Q. 痴呆症の父を介護した妻の貢献は、 遺産分割において考慮してもらえるか?

 

 

 先日、同居していた私の父が亡くなりました。

 

 父は晩年には認知症を患っていて介護が大変だったのですが、その負担を全て私の妻が担ってくれました。父の葬儀が終わった後、もう一人の相続人である妹と話していたら、妹から「遺産分割は公平に2分の1ずつにしよう」と言われました。

 

 しかし、私の妻が大変な苦労をして父の介護をしたことが全く考慮されないのでは、むしろ不公平です。どうにかならないでしょうか?

 

 

A. 「特別の寄与の制度」が新設され

    2019年7月1日以降発生の相続から適用!

 

 

 たとえば長男の妻が親の介護をしたのに、遺産分割の際にそれが一切考慮されず、単純に法定相続分で分割するというのは不当だ!という相続紛争は多くありました。長男は相続人なのですが、長男の妻は相続人ではありません。したがって、長男の妻が直接、法的な請求をすることは、従来はできませんでした。

 

 このような場合には、遺産分割協議の話し合いの中で、長男が相続する分を増やすことで調整をしたりしていました。もっとも、あくまでも相続人同士での話し合いによって合意できればの話なので、他の相続人が同意しなければ実現しなかったのです。

 

 これに対して、今回の改正民法・相続法に「特別の寄与の制度」が設けられました。

 

◆請求できる人=特別寄与者

 被相続人の親族であれば、相続人でなくて も特別寄与者として請求することができます。ですから「長男の妻」も請求可能です。

 

◆請求される人

 請求されるのは相続人です。特別寄与者の寄与に応じた額に法定相続分を乗じた金額を負担することになります。 注意すべきなのは、「長男の妻」が請求する立場にある場合、請求する相手としては自分の夫である長男も、含まれるという点です。

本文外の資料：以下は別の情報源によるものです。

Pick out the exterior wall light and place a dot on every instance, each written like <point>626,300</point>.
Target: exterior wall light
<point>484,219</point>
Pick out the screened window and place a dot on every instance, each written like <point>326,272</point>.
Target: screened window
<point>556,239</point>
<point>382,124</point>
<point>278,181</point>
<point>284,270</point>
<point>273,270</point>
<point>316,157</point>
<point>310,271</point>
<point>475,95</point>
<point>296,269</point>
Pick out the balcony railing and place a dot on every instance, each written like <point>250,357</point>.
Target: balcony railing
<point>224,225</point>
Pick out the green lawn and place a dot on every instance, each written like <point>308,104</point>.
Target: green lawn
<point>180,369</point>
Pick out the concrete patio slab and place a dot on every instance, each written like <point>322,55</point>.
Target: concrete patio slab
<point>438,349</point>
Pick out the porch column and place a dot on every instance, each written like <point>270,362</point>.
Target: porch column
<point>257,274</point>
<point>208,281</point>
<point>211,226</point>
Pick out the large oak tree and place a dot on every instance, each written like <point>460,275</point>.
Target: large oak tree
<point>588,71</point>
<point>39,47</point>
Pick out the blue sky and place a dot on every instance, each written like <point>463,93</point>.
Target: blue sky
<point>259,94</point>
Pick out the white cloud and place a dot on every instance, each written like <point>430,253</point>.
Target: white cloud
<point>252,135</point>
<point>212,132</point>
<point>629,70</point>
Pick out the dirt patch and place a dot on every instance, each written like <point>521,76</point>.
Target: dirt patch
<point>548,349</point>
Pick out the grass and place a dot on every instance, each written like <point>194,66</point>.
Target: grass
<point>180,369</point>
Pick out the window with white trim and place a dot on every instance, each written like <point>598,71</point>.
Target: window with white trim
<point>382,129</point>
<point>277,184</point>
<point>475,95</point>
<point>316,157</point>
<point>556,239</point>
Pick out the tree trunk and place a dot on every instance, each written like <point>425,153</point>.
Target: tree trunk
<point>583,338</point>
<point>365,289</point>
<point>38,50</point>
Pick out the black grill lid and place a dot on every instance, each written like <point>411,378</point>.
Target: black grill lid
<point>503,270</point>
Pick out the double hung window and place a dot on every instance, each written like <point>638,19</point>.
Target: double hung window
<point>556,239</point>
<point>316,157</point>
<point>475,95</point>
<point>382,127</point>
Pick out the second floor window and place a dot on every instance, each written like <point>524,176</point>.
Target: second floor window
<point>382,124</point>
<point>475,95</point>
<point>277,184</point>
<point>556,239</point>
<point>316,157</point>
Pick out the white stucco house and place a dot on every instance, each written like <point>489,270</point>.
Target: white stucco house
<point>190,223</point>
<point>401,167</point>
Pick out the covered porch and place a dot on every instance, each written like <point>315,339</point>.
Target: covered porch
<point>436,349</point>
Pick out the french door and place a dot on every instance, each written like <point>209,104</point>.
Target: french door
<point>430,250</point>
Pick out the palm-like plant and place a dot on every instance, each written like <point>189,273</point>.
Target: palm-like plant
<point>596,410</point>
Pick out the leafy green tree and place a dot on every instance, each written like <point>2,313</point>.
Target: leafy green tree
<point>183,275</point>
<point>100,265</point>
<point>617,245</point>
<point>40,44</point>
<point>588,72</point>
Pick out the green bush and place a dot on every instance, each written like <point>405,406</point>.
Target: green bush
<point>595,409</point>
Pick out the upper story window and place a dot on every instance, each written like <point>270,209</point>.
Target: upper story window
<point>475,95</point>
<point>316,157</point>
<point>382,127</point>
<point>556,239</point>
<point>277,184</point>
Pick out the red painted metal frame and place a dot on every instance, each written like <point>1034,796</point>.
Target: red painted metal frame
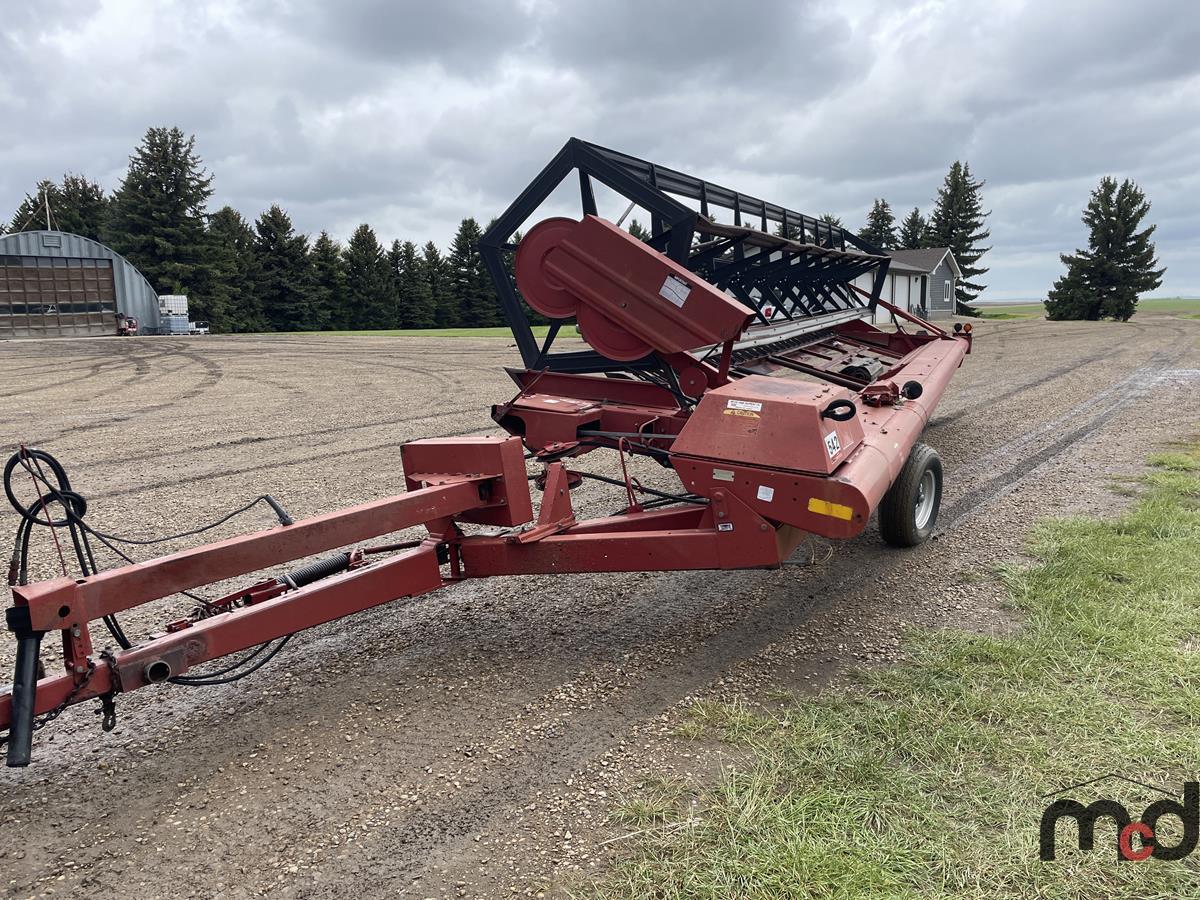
<point>766,461</point>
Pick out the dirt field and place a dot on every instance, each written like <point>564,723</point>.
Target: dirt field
<point>475,743</point>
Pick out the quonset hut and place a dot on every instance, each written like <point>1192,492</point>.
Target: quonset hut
<point>54,285</point>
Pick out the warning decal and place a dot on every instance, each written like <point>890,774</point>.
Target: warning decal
<point>748,405</point>
<point>833,444</point>
<point>676,291</point>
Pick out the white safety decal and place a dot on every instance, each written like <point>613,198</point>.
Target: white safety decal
<point>833,444</point>
<point>675,289</point>
<point>748,405</point>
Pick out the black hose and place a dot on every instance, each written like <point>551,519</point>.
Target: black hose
<point>75,507</point>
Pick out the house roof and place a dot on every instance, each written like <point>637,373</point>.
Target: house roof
<point>923,261</point>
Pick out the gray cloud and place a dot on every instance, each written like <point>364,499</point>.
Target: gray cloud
<point>411,115</point>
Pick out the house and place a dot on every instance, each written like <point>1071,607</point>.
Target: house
<point>921,281</point>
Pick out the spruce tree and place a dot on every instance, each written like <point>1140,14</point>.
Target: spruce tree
<point>532,316</point>
<point>881,226</point>
<point>78,205</point>
<point>370,287</point>
<point>957,222</point>
<point>469,283</point>
<point>328,295</point>
<point>912,231</point>
<point>415,299</point>
<point>157,215</point>
<point>1119,264</point>
<point>281,273</point>
<point>233,303</point>
<point>447,312</point>
<point>30,215</point>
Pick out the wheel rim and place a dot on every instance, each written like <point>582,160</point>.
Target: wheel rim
<point>927,496</point>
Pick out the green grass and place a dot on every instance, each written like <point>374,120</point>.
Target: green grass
<point>925,779</point>
<point>1189,307</point>
<point>497,331</point>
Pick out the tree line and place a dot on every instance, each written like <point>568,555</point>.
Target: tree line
<point>262,275</point>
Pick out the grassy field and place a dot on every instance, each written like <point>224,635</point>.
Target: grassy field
<point>1179,305</point>
<point>928,779</point>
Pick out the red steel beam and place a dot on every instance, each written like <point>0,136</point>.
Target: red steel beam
<point>63,603</point>
<point>408,575</point>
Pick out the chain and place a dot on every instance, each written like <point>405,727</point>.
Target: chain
<point>39,724</point>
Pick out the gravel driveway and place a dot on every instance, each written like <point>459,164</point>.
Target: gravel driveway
<point>473,743</point>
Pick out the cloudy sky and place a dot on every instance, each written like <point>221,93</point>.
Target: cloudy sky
<point>411,115</point>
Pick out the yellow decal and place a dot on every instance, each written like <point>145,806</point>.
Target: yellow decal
<point>823,508</point>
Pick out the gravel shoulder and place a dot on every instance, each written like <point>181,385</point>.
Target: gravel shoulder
<point>475,742</point>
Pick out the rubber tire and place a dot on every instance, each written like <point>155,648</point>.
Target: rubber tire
<point>898,513</point>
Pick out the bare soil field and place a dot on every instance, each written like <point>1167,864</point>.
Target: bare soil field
<point>478,742</point>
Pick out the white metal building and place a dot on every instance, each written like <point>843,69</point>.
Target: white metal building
<point>921,281</point>
<point>53,283</point>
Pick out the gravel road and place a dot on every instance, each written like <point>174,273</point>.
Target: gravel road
<point>474,743</point>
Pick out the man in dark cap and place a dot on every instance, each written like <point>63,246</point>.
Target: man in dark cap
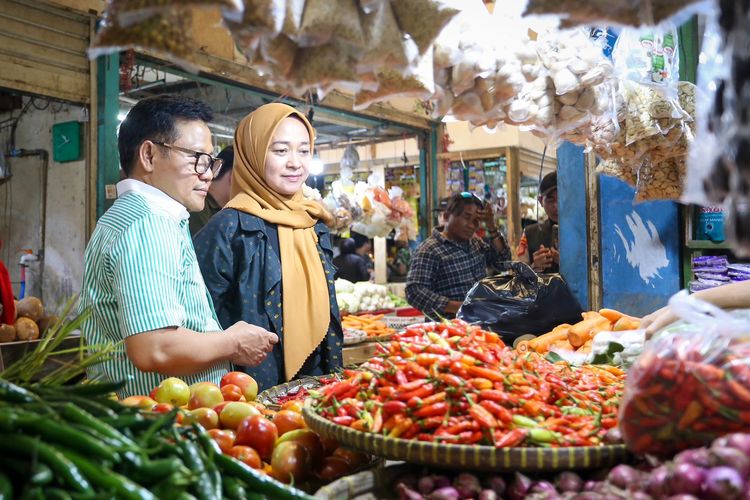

つまり、夫も相続分に応じて特別寄与料の負担があるのです。もっとも各相続人に請求をするか否かは自由なので、自分の夫に対しては、通常は請求しないと思われます。

 

◆「特別の寄与」とは?

 「被相続人に対して無償で療養看護その他の労務の提供をしたことにより被相続人の財産の維持又は増加について特別の寄与をした」ことと定められています。 注意すべき点は〈無償で〉という点です。看護に対する報酬を受け取っていた場合には、特別寄与料の請求はできなくなります。 もう1つ注意すべき点は〈特別の寄与〉として認められる範囲はどこまでか?です。この点は実際の運用を通じて明確になってくる部分ですので、今の時点では明確には言えません。ただ、いずれにしても、介護の状況や内容を具体的に記した日誌であるとか、介護に要した費用の領収書などの裏付け資料をしっかりと準備しておかないと、特別寄与料を裁判所に認めてもらえない恐れがありますので注意してください。

 

◆請求の方法

 まず当事者間で協議しますが、協議が調わないときには、家庭裁判所に対して協議に代わる処分を請求することができます。注意すべきなのは期間制限で、「相続の開始及び相続人を知った時から6ヶ月」又は「相続開始の時から1年」を経過した場合、裁判所に対する請求をすることができなくなります。

 

 

※記事の内容は、作成当時の法令・判例等に基づいた内容です。最新法令・判例等のご確認をお願いいたします。